The first has little to do with Olson. It has to do with Hirschman's oversight. In Exit, Voice and Loyalty, he makes the case that as quality declines, consumers differ in their responses to that decline. The work overall is brilliant and addresses a set of issues that economists have inadequately treated: the mechanisms by which consumers respond to declines and by which those responses affect the declining organization. But it seems to me that Hirschman similarly has overlooked a key point: how does decline occur in the first place? Is it due to a set of decisions carefully crafted and acted upon, or to outside factors, or to gradual shifts in the organization's attention?

The implications are serious. If, for example, the organization has decided to take a new direction, those decisions could be reversed when the customers' exercise of exit or voice has the intended effect; the more explicit the link, the easier to reverse course. On the other hand, if the decline is due to outside factors, then management may not know how to respond: there is no decision to reverse, and the outside factors could be causing the problem in a non-obvious way. For example, it could be that society itself is creating more difficult conditions in which to conduct education, with less emphasis on study and discipline and more emphasis on distractions. Or the quality decline could be a perceived decline in comparison to other, similar products, in which case the organization needs to research the underlying comparison and formulate a responding change.

Finally, the decline in quality may be due to a shift in the organization's attention (their mission) toward, for example, greater employee morale rather than toward greater productive outcome. If that is the case, it could be difficult to reverse because the shift was probably determined by other real problems such as high turnover, increasing costs of retention, and increasing costs of recruitment. Reversing course here is in fact a requirement for more resources so that, in the common example, both more guns and more butter be produced.

Quality changes - real or perceived - that result from poor decisions, new environments, and new organizational motivations all require a different set of management responses to the resulting expressions of dissatisfaction. I suggest that exit and voice may interact with each of them with differential success. For example, voice would seem to interact very simply with poor decisions, possibly even preemptively. On the other hand, voice may inform decision-making in the new environment problem, but exit would inform experimental entrepreneurs searching for a better answer. Neither exit nor voice would seem to help in the third case (mission shift), since the organization might discount the voice as uninformed about the true nature of the problem, while exit would only serve to starve the organization of the "required" new resources and thwart the proof of what they have already decided is the correct answer. Please note that this list of possible causes and responses is not exhaustive or even representative or realistic. These were merely the first three I thought of; a true set of causes for decline might be much larger, but perhaps only a few dominate the history of failure.

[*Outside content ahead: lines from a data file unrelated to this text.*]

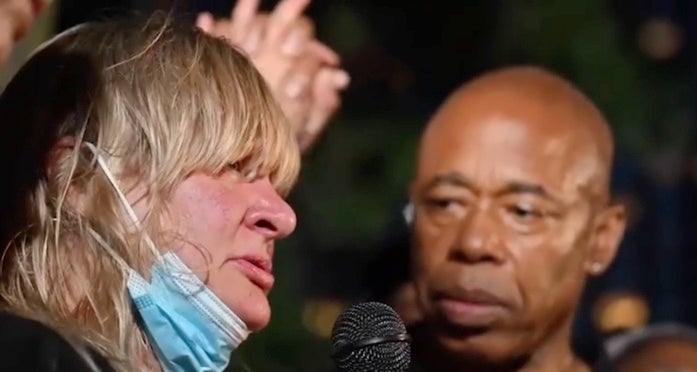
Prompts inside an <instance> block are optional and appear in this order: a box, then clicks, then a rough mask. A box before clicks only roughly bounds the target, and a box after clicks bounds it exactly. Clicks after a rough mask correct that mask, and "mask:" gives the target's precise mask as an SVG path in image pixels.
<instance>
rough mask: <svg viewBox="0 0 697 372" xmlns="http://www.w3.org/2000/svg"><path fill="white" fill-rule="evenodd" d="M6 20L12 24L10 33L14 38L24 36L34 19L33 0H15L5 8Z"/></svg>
mask: <svg viewBox="0 0 697 372" xmlns="http://www.w3.org/2000/svg"><path fill="white" fill-rule="evenodd" d="M5 10H6V14H5V18H4V21H5V22H9V24H10V30H9V31H10V35H11V37H12V38H13V39H14V40H18V39H20V38H22V37H23V36H24V35H25V34H26V33H27V31H28V30H29V27H31V24H32V22H33V21H34V6H33V5H32V2H31V1H13V2H11V3H10V4H9V5H7V7H6V8H5Z"/></svg>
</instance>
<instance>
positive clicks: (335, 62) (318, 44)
mask: <svg viewBox="0 0 697 372" xmlns="http://www.w3.org/2000/svg"><path fill="white" fill-rule="evenodd" d="M308 49H309V50H310V51H311V52H312V53H314V54H315V55H316V56H317V58H319V59H320V60H321V61H322V62H323V63H325V64H327V65H330V66H338V65H339V62H341V57H339V54H337V53H336V52H335V51H334V50H332V49H331V48H330V47H328V46H327V45H325V44H323V43H320V42H319V41H317V40H314V41H312V42H311V43H310V44H309V46H308Z"/></svg>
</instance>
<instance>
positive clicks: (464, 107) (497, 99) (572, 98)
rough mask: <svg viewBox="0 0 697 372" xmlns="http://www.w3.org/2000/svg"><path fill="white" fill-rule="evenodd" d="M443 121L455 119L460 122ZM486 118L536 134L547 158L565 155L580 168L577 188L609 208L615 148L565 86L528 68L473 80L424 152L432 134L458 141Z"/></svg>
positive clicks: (456, 93) (588, 103)
mask: <svg viewBox="0 0 697 372" xmlns="http://www.w3.org/2000/svg"><path fill="white" fill-rule="evenodd" d="M444 116H447V117H452V116H458V117H459V118H460V120H448V119H446V118H444ZM487 117H489V118H507V119H510V120H516V121H521V122H522V123H523V124H524V125H525V126H528V127H530V128H534V129H535V130H537V131H538V133H537V134H539V135H540V137H539V140H540V146H543V147H544V146H546V147H547V148H546V149H545V150H546V151H548V155H549V156H560V155H561V154H562V153H565V155H568V156H569V157H570V159H569V160H570V161H571V163H577V164H574V165H575V166H577V167H579V168H581V169H579V172H580V173H581V174H579V175H578V176H579V177H580V178H582V179H583V180H580V182H583V183H587V186H588V187H587V189H588V191H589V192H590V196H592V197H593V198H594V199H597V200H598V201H600V203H602V204H604V203H606V202H607V197H608V192H609V180H610V169H611V164H612V160H613V147H614V146H613V138H612V132H611V131H610V128H609V126H608V123H607V121H606V119H605V117H604V116H603V114H602V113H601V112H600V110H598V108H597V107H596V106H595V104H593V102H591V101H590V100H589V99H588V97H586V96H585V95H584V94H583V93H582V92H581V91H580V90H579V89H578V88H576V87H575V86H574V85H573V84H572V83H570V82H569V81H568V80H566V79H564V78H562V77H560V76H558V75H556V74H554V73H551V72H549V71H547V70H544V69H542V68H539V67H528V66H525V67H509V68H504V69H500V70H496V71H493V72H490V73H486V74H484V75H482V76H480V77H477V78H476V79H474V80H472V81H470V82H468V83H466V84H464V85H463V86H462V87H460V88H459V89H458V90H456V91H455V92H454V93H453V94H452V95H451V96H450V97H449V98H448V100H446V102H445V103H444V104H443V105H442V106H441V108H440V109H439V111H438V112H437V113H436V115H435V116H434V118H433V119H432V121H431V123H430V124H429V126H428V128H427V132H426V133H425V135H424V137H423V140H422V151H423V150H424V149H423V147H424V146H428V145H431V144H432V143H429V139H432V138H433V137H434V135H432V133H433V132H436V134H437V133H438V132H442V131H445V132H447V133H448V135H457V132H458V131H459V130H460V129H462V128H461V126H463V125H467V124H477V121H479V124H481V123H482V122H483V121H485V120H486V118H487ZM444 127H447V128H444ZM458 127H459V128H458ZM436 136H437V135H436ZM437 137H440V136H437ZM550 141H551V142H550ZM433 145H435V147H438V145H437V144H433ZM431 148H432V147H431ZM426 151H432V150H430V149H428V148H427V149H426ZM570 165H571V164H570Z"/></svg>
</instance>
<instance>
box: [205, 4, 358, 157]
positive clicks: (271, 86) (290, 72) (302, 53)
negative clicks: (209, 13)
mask: <svg viewBox="0 0 697 372" xmlns="http://www.w3.org/2000/svg"><path fill="white" fill-rule="evenodd" d="M309 2H310V0H282V1H281V2H280V3H279V4H278V5H277V6H276V8H275V9H274V10H273V11H272V12H271V13H270V14H261V13H259V12H258V6H259V0H239V1H238V2H237V4H236V5H235V8H234V9H233V10H232V14H231V17H230V19H223V20H217V21H216V20H214V19H213V17H212V16H211V15H210V14H207V13H203V14H201V15H199V17H198V19H197V22H196V24H197V26H198V27H200V28H201V29H202V30H203V31H205V32H207V33H209V34H211V35H214V36H217V37H224V38H226V39H227V40H228V41H229V42H230V43H231V44H232V45H234V46H236V47H238V48H240V49H242V50H243V51H244V52H246V53H247V54H248V55H249V57H250V59H251V60H252V62H253V63H254V65H255V66H256V68H257V69H258V70H259V72H260V73H261V74H262V75H263V76H264V78H265V79H266V82H267V83H268V85H269V87H270V88H271V90H272V91H273V93H274V96H275V97H276V99H277V100H278V102H279V104H280V105H281V108H282V109H283V111H284V113H285V114H286V116H287V117H288V120H289V121H290V123H291V125H292V126H293V128H294V129H295V131H296V134H297V136H298V142H299V143H300V147H301V150H302V151H303V152H306V151H307V150H308V149H309V148H310V147H311V146H312V145H313V144H314V143H315V141H316V140H317V138H318V137H319V135H320V134H321V132H322V129H324V128H325V126H326V125H327V123H328V122H329V120H330V119H331V117H332V116H333V115H334V113H335V112H336V111H337V109H338V108H339V106H340V103H341V97H340V92H341V91H342V90H343V89H345V88H346V87H347V86H348V83H349V76H348V74H347V73H346V72H345V71H343V70H341V69H340V67H339V56H338V55H337V54H336V53H335V52H334V51H333V50H331V48H329V47H328V46H326V45H324V44H323V43H321V42H319V41H318V40H316V38H315V31H314V24H313V23H312V21H311V20H309V19H308V18H307V17H304V16H303V15H302V13H303V11H304V10H305V8H306V7H307V5H308V4H309Z"/></svg>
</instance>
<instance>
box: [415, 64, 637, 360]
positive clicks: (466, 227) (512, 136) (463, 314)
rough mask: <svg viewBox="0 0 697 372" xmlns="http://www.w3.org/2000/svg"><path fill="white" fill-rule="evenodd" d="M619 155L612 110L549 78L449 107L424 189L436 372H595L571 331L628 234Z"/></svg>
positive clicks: (427, 253)
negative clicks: (588, 296)
mask: <svg viewBox="0 0 697 372" xmlns="http://www.w3.org/2000/svg"><path fill="white" fill-rule="evenodd" d="M612 156H613V140H612V135H611V133H610V130H609V128H608V125H607V123H606V121H605V119H604V118H603V115H602V114H601V113H600V112H599V110H598V109H597V108H596V107H595V106H594V105H593V103H592V102H590V100H588V98H586V97H585V96H584V95H583V94H582V93H580V92H579V91H578V90H577V89H576V88H575V87H574V86H573V85H572V84H570V83H569V82H568V81H566V80H564V79H562V78H560V77H558V76H556V75H554V74H552V73H550V72H547V71H544V70H542V69H539V68H533V67H516V68H507V69H503V70H498V71H494V72H491V73H488V74H485V75H483V76H481V77H479V78H477V79H475V80H474V81H472V82H470V83H468V84H466V85H464V86H463V87H462V88H460V89H458V90H457V91H456V92H455V93H453V94H452V96H451V97H450V98H449V99H448V100H447V101H446V102H445V103H444V104H443V106H442V107H441V108H440V109H439V110H438V112H437V113H436V114H435V116H434V117H433V118H432V120H431V122H430V123H429V124H428V126H427V129H426V131H425V133H424V135H423V137H422V141H421V145H420V150H419V155H418V162H417V171H416V176H415V179H414V181H413V183H412V185H411V189H410V199H411V203H412V204H413V206H414V221H413V235H414V247H413V252H412V253H413V256H412V258H413V265H414V277H413V279H414V283H415V288H416V295H417V300H418V304H419V307H420V310H421V314H422V316H423V317H424V322H425V323H424V324H425V327H424V333H423V334H419V335H418V336H417V339H416V340H415V345H414V348H415V354H416V358H417V361H418V362H420V364H421V365H422V366H423V367H424V368H425V370H428V371H554V372H565V371H587V370H588V366H587V365H586V364H584V363H583V362H582V361H581V360H580V359H579V358H577V357H576V356H575V355H574V353H573V352H572V350H571V346H570V333H571V322H572V319H573V316H574V311H575V308H576V306H577V304H578V301H579V298H580V296H581V292H582V291H583V288H584V285H585V282H586V279H587V277H588V276H589V275H599V274H601V273H602V272H603V271H604V270H605V269H606V268H607V267H608V266H609V265H610V263H611V261H612V260H613V257H614V256H615V252H616V250H617V247H618V245H619V242H620V240H621V237H622V234H623V232H624V228H625V212H624V209H623V208H622V207H621V206H615V205H609V197H608V193H609V178H610V170H611V169H610V165H611V162H612Z"/></svg>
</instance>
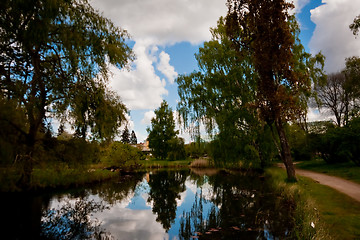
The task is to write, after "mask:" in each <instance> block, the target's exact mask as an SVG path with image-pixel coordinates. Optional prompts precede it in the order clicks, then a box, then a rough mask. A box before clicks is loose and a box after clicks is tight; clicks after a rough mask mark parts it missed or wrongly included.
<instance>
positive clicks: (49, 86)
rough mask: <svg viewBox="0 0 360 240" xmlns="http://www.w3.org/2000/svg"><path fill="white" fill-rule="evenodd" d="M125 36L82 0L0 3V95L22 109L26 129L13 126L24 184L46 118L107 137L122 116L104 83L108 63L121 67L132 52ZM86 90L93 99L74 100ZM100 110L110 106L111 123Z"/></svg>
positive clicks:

The second problem has much to do with Olson. In the introductory material to The Logic of Collective Action, Olson makes the case that small groups are more likely to achieve the desired outcomes, and that groups will tend to sustain costs until the outcome desired by the participant with the largest share is achieved. Hence, group members will tend to exploit the largest member. This seems to support Hirschman, since it supports his thesis that the rest of the community will rely on the parents with the greatest interest in quality to lobby for the restoration of quality. However, the problem is that once that person gets what they want, the group will tend to fall apart because that person will then stop contributing. We might find, for example, that one parent insists on getting AP classes in the high school, and stops lobbying when they get them. That works great for that person, but what does it do for parents with special needs children? The school, with limited resources, cannot choose both without an increase in resources, but the most effective lobbyist has now exited just as effectively as if they had gone to another school. If they had *actually* gone to another school, the additional resources would now be available for the parents of the special needs student - oops!